Formar parte de la comunidad de la familia mercedaria es disfrutar de la compañía, alegría, solidaridad, devoción y hermandad entre quienes la conformamos y quienes desean venir: sacerdotes, religiosos, religiosas, novicios, aspirantes, maestros, diáconos permanentes, laicos comprometidos y voluntarios.

Somos comunidad y familia mercedaria

El carisma de redención nos lleva a vivir esta opción por los cautivos y por el hermano que está en mi comunidad. Ser redentor de cautivos es hacer opción también por mis hermanos de comunidad.

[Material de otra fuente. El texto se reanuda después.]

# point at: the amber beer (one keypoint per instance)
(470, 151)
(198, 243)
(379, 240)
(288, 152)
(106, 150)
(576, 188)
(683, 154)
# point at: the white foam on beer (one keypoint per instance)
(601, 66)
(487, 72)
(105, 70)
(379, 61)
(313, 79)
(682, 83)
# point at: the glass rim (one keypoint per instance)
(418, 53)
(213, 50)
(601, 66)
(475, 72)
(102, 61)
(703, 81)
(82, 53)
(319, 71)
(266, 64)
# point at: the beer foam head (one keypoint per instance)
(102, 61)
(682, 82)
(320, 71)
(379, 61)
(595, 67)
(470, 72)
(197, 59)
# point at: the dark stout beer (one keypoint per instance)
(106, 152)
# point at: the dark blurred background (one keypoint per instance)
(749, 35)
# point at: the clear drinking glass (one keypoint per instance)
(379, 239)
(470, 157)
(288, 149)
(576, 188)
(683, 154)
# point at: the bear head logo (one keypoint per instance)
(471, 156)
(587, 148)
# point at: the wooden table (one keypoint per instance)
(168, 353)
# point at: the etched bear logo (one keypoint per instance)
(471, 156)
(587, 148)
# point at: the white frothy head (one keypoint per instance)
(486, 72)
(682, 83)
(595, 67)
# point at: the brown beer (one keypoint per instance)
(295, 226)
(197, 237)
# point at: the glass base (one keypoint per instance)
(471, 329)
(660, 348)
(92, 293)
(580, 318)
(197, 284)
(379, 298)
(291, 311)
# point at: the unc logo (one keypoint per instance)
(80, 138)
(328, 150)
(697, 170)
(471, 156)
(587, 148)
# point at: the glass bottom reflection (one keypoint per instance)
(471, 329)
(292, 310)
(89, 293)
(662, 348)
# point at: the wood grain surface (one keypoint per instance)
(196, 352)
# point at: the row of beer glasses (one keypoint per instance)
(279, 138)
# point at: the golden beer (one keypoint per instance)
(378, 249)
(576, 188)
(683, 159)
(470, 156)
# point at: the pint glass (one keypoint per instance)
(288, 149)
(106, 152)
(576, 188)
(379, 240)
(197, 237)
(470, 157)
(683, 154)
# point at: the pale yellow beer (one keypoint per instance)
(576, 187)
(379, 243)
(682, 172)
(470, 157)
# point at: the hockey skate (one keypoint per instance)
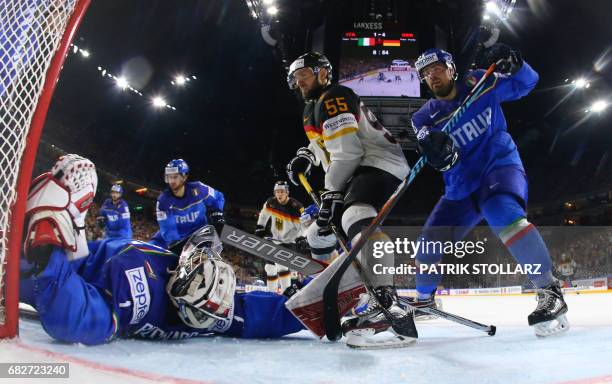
(370, 320)
(549, 316)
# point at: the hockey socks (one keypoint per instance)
(525, 243)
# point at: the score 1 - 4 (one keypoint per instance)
(380, 52)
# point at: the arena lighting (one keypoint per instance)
(272, 10)
(159, 102)
(599, 106)
(122, 82)
(180, 80)
(580, 83)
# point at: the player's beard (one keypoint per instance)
(311, 94)
(444, 91)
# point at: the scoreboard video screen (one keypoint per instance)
(379, 63)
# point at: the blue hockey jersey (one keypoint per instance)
(178, 217)
(481, 133)
(120, 291)
(117, 218)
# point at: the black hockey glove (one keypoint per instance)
(301, 244)
(101, 220)
(331, 208)
(260, 231)
(301, 163)
(511, 61)
(439, 149)
(217, 219)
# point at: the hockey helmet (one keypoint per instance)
(434, 55)
(314, 60)
(176, 166)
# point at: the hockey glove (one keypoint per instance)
(260, 231)
(511, 61)
(101, 220)
(301, 163)
(301, 244)
(217, 219)
(331, 208)
(439, 149)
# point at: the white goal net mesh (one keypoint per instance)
(30, 34)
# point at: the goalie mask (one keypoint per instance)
(57, 204)
(202, 286)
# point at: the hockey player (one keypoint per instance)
(185, 206)
(130, 288)
(363, 165)
(285, 212)
(483, 173)
(114, 215)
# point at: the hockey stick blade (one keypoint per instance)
(270, 251)
(333, 328)
(489, 329)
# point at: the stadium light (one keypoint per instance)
(599, 106)
(580, 83)
(122, 82)
(492, 7)
(180, 80)
(159, 102)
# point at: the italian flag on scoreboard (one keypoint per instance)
(366, 42)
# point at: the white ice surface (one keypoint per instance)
(445, 352)
(371, 86)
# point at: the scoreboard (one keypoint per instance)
(379, 63)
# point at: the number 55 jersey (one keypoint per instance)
(344, 134)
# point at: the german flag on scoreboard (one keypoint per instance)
(391, 43)
(366, 41)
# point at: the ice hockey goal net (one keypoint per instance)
(35, 36)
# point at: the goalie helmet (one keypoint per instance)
(78, 174)
(176, 166)
(313, 60)
(202, 286)
(435, 55)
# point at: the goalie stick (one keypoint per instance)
(333, 328)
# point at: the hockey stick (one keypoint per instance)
(331, 319)
(489, 329)
(397, 323)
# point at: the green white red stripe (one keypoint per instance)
(515, 231)
(366, 41)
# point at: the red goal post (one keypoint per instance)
(35, 36)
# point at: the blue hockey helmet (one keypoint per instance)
(435, 55)
(176, 166)
(117, 188)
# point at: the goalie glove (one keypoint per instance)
(301, 163)
(57, 206)
(331, 208)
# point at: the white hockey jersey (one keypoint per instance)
(344, 134)
(286, 224)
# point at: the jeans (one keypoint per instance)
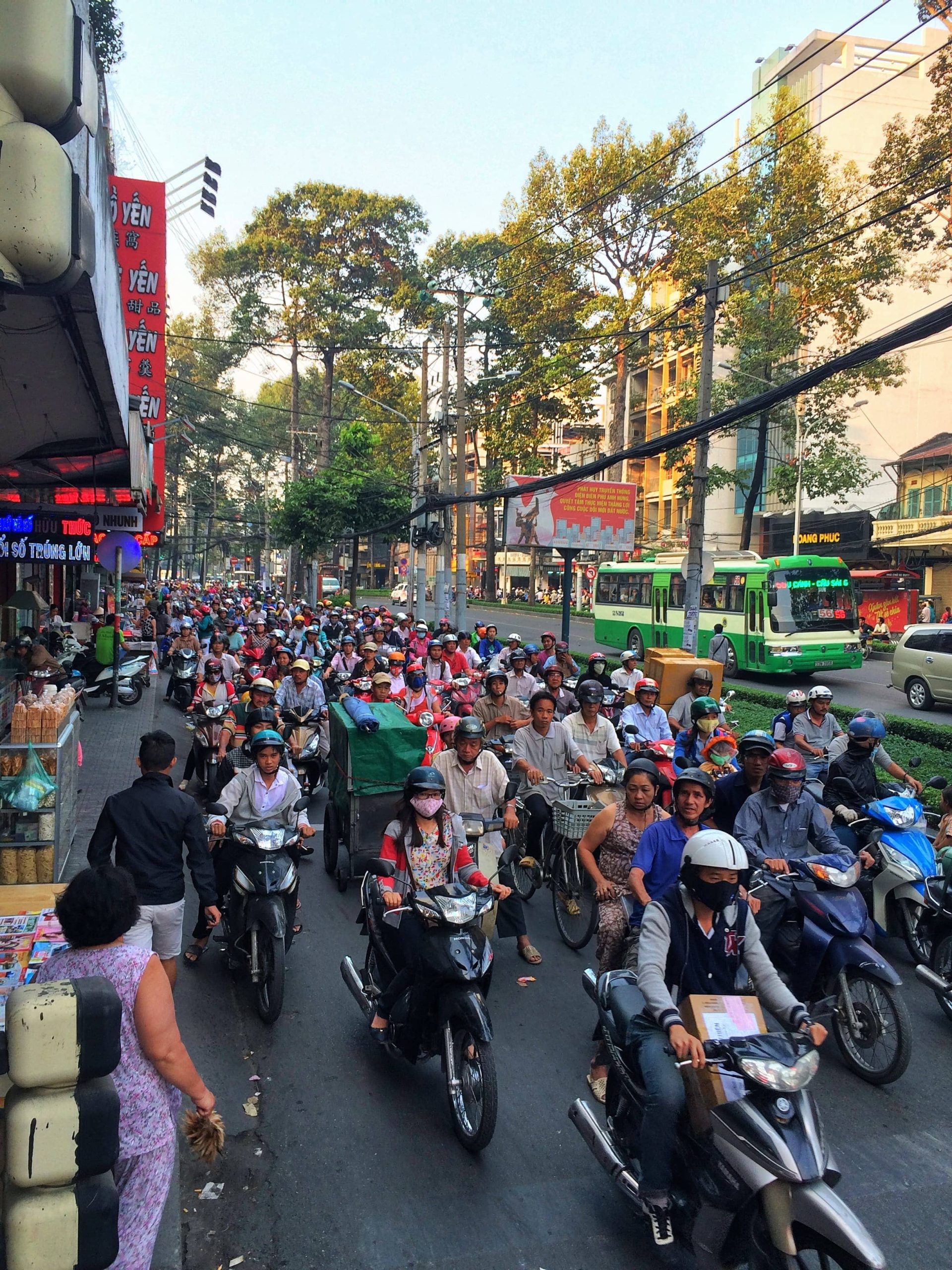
(663, 1107)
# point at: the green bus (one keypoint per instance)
(794, 614)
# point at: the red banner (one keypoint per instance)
(139, 226)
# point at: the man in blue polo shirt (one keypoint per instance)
(656, 861)
(733, 790)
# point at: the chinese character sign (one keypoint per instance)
(139, 229)
(595, 515)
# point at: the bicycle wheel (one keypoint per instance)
(573, 897)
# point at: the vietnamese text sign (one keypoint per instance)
(584, 513)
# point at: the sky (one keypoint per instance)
(445, 101)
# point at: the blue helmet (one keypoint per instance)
(865, 728)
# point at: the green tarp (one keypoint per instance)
(375, 762)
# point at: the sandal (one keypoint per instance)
(598, 1086)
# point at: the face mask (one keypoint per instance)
(427, 807)
(716, 894)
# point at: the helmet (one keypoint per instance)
(423, 780)
(786, 765)
(714, 849)
(864, 729)
(470, 728)
(756, 740)
(695, 776)
(262, 714)
(700, 706)
(267, 738)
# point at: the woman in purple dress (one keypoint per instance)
(96, 911)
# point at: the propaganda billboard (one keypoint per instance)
(139, 229)
(591, 515)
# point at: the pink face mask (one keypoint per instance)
(427, 807)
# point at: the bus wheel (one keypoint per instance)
(636, 644)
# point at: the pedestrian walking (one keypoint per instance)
(150, 824)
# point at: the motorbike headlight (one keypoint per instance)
(900, 863)
(456, 911)
(837, 877)
(777, 1076)
(243, 882)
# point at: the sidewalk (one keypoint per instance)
(110, 741)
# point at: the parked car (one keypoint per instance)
(922, 666)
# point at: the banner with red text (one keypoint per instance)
(590, 515)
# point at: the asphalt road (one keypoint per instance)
(352, 1160)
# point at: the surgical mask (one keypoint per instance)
(427, 806)
(716, 896)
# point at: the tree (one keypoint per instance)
(767, 216)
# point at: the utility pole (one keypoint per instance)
(699, 489)
(440, 596)
(418, 604)
(460, 460)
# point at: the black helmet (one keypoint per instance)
(422, 780)
(470, 728)
(695, 776)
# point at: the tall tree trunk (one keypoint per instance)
(757, 480)
(616, 431)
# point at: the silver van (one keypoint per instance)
(922, 666)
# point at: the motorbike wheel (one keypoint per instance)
(883, 1046)
(132, 695)
(917, 930)
(332, 837)
(475, 1104)
(942, 964)
(573, 898)
(271, 990)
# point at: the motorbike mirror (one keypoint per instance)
(381, 868)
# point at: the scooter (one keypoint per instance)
(184, 674)
(258, 921)
(757, 1189)
(445, 1012)
(824, 951)
(905, 859)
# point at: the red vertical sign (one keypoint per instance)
(139, 226)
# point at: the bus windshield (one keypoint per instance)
(818, 599)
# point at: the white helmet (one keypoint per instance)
(714, 849)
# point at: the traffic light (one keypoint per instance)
(49, 93)
(62, 1126)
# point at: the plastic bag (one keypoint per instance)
(28, 790)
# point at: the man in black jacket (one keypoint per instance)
(149, 824)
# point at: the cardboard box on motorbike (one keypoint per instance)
(716, 1019)
(673, 667)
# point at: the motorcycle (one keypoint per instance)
(258, 920)
(758, 1189)
(184, 674)
(824, 951)
(905, 859)
(445, 1012)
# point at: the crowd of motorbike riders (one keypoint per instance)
(700, 807)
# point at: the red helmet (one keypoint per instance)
(786, 765)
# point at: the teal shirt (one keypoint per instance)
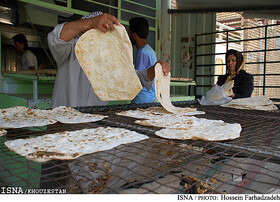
(145, 58)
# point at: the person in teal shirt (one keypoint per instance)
(145, 56)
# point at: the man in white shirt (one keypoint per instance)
(72, 87)
(28, 59)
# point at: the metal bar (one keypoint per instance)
(215, 10)
(240, 29)
(30, 77)
(156, 28)
(264, 64)
(249, 63)
(139, 4)
(125, 10)
(195, 63)
(221, 75)
(206, 44)
(69, 3)
(254, 51)
(55, 7)
(119, 10)
(35, 90)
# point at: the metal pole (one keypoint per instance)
(195, 65)
(264, 62)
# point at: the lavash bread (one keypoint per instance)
(228, 88)
(19, 117)
(190, 127)
(65, 114)
(153, 112)
(252, 103)
(70, 145)
(2, 132)
(107, 60)
(162, 88)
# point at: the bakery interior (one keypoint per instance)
(193, 37)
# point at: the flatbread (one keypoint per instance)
(19, 117)
(162, 88)
(107, 60)
(252, 103)
(65, 114)
(228, 88)
(153, 112)
(70, 145)
(190, 127)
(2, 132)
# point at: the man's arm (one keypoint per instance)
(72, 29)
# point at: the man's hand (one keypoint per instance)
(165, 68)
(104, 22)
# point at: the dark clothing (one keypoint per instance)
(243, 84)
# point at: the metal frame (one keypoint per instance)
(227, 41)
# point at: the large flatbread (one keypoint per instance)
(2, 132)
(107, 60)
(65, 114)
(19, 117)
(252, 103)
(162, 88)
(153, 112)
(190, 127)
(70, 145)
(228, 88)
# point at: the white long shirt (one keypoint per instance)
(72, 87)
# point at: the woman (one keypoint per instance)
(243, 81)
(28, 59)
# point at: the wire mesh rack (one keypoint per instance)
(249, 164)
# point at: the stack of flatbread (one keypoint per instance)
(19, 117)
(253, 103)
(189, 127)
(70, 145)
(107, 60)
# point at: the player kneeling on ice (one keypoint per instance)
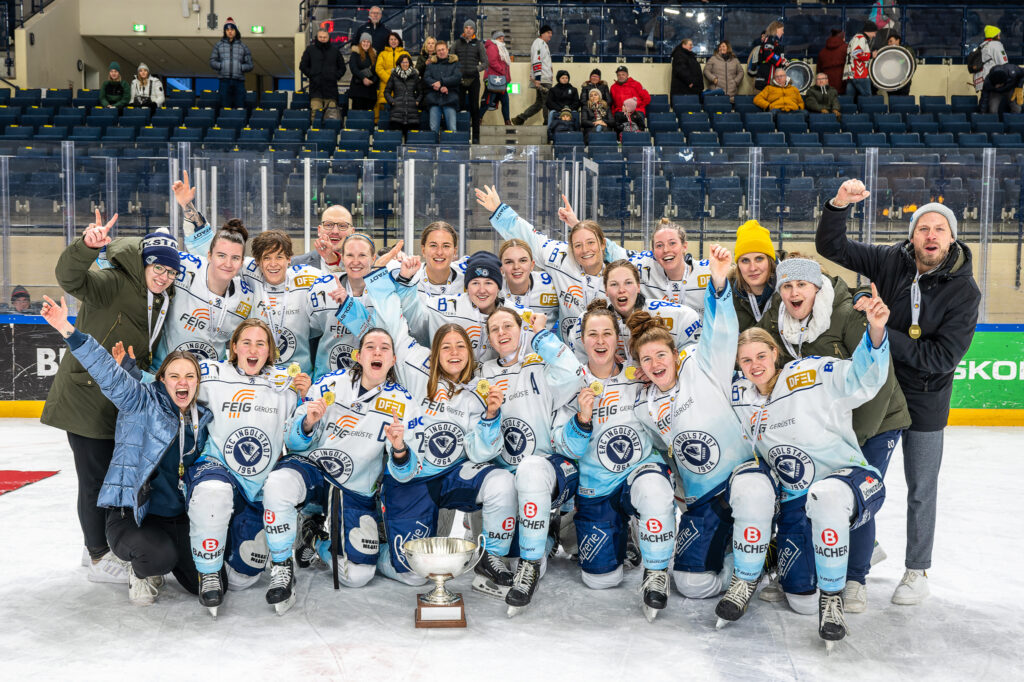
(827, 487)
(621, 476)
(160, 430)
(251, 400)
(339, 442)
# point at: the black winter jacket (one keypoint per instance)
(323, 66)
(949, 299)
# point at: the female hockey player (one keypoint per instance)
(576, 267)
(536, 386)
(621, 476)
(622, 287)
(160, 431)
(812, 314)
(800, 420)
(687, 408)
(461, 434)
(251, 400)
(340, 441)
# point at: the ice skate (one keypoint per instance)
(832, 623)
(523, 585)
(493, 577)
(211, 592)
(281, 595)
(733, 604)
(654, 592)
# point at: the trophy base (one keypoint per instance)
(434, 615)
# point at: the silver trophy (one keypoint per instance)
(440, 559)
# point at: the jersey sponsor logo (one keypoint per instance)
(801, 379)
(696, 452)
(335, 463)
(519, 440)
(619, 448)
(248, 452)
(442, 443)
(794, 466)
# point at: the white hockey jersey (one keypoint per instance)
(805, 428)
(349, 443)
(247, 433)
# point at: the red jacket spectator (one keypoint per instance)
(832, 59)
(623, 90)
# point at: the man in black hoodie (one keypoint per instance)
(933, 300)
(323, 65)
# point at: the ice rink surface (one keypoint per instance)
(56, 625)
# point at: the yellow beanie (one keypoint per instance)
(752, 238)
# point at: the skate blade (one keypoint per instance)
(489, 588)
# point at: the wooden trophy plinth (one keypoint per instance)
(440, 615)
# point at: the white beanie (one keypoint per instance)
(934, 207)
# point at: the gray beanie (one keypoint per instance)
(803, 269)
(934, 207)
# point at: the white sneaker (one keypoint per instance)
(110, 569)
(912, 589)
(855, 597)
(141, 591)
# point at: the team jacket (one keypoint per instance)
(693, 421)
(453, 421)
(805, 427)
(348, 443)
(287, 309)
(616, 444)
(247, 434)
(536, 388)
(574, 288)
(683, 322)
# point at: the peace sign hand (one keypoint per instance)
(96, 236)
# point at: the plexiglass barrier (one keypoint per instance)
(48, 195)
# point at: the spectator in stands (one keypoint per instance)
(858, 54)
(335, 225)
(363, 88)
(723, 70)
(375, 27)
(472, 59)
(562, 95)
(402, 95)
(115, 93)
(1001, 91)
(832, 59)
(821, 97)
(563, 123)
(440, 83)
(992, 54)
(630, 118)
(686, 77)
(770, 55)
(624, 88)
(426, 54)
(324, 66)
(231, 59)
(779, 94)
(146, 90)
(387, 59)
(595, 116)
(540, 69)
(594, 83)
(499, 67)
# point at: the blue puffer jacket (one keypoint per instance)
(231, 58)
(147, 425)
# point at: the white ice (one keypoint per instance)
(57, 625)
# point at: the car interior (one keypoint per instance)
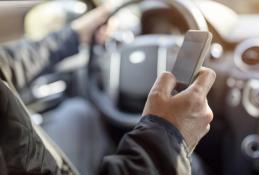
(116, 76)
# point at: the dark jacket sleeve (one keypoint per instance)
(154, 147)
(22, 61)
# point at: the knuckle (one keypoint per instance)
(196, 90)
(209, 117)
(197, 98)
(207, 128)
(155, 95)
(167, 75)
(208, 72)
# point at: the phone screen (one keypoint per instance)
(191, 56)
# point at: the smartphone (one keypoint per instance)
(191, 56)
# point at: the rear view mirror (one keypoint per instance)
(51, 16)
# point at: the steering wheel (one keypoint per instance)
(133, 67)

Comunidad de religiosos durante el Capítulo Provincial 2018.

Vivir en la Merced es comprometerse especialmente en la caridad y misericordia con los de casa, con los hermanos que comparten mi caminar, así todos contribuimos a mejorar el clima de convivencia y de hermandad.

La Merced necesita hombres y mujeres consagrados que trabajen sin descanso, no sólo en el trabajo apostólico o en las tareas desbordantes en los límites, sino también hacia adentro, por la vida en comunidad”, expresa un religioso de la Orden de la Merced.

Los religiosos mercedarios vivan la caridad fraterna en comunidad para fomentar un clima en el que, ayudando unos a la castidad de los otros, logre ésta su plena madurez.

Y cuando se vean obligados a vivir por algún tiempo fuera de la vida comunitaria, aprovechen toda ocasión para convivir con sus hermanos de hábito, o con otros religiosos.